Due to the tunnel being flooded with minewater, it was closed for repairs in July 2025. Minewater has been flooding the tunnel since 2022, and then draining from the tunnel into the harbour, discolouring the water in the harbour. The water from the harbour has been tested and it revealed elevated levels of iron and manganese. Network Rail found that a prolonged closure was necessary as the ground in the tunnel could not take the weight of the machinery it needed to work on the tunnel, so groundworks stabilisation needed to take place first. The contaminated water has also caused additional wear on the rails inside the tunnel. The movement of nuclear waste through the tunnel was also questioned as the trains had to proceed at 10 mph to avoid acidic minewater being splashed onto the freight wagons. The posted speed limit within the tunnel is 40 mph, but this was restricted to 20 mph between 2022 and 2025 due to the floodwater within the tunnel.
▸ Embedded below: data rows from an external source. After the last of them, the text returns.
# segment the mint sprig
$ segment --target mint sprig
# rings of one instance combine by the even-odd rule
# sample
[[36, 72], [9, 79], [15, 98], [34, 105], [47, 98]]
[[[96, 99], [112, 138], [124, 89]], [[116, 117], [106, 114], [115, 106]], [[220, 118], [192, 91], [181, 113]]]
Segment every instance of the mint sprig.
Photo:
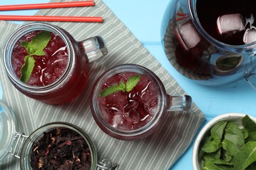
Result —
[[43, 49], [48, 44], [51, 37], [50, 32], [42, 31], [37, 34], [30, 42], [23, 41], [21, 42], [22, 46], [28, 53], [28, 56], [24, 58], [24, 63], [20, 70], [20, 80], [23, 82], [28, 82], [35, 67], [35, 60], [33, 56], [45, 55]]
[[138, 84], [140, 75], [131, 76], [127, 81], [126, 84], [120, 81], [119, 85], [114, 85], [105, 88], [100, 94], [100, 97], [106, 97], [118, 92], [130, 92]]

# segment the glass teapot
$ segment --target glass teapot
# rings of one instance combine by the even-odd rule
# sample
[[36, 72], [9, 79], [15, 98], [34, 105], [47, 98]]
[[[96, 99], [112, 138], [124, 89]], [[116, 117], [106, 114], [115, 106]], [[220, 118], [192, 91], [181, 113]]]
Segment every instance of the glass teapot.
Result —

Whilst the tunnel itself is not a listed structure, the five air shafts are all listed at Grade II.

== Tunnel length ==
Various different lengths have been claimed for the tunnel; the original bore was listed as being 1,333 yard, but Joy states 1,330 yard in one publication, whilst maintaining it is 1,333 yard in another. Alan Blower states the tunnel to be 1,316 yard, and Bairstow states that after the works which finished in 1958, the tunnel was 33 yard shorter, which made it 1,300 yard long. During the ongoing works to repair the tunnel between 2025 and 2026, Network Rail stated the structure is "[a] circa 1km tunnel, and the railway data website states it is 1,292 yard long.

Modern-day sources agree the length is 1,283 yard.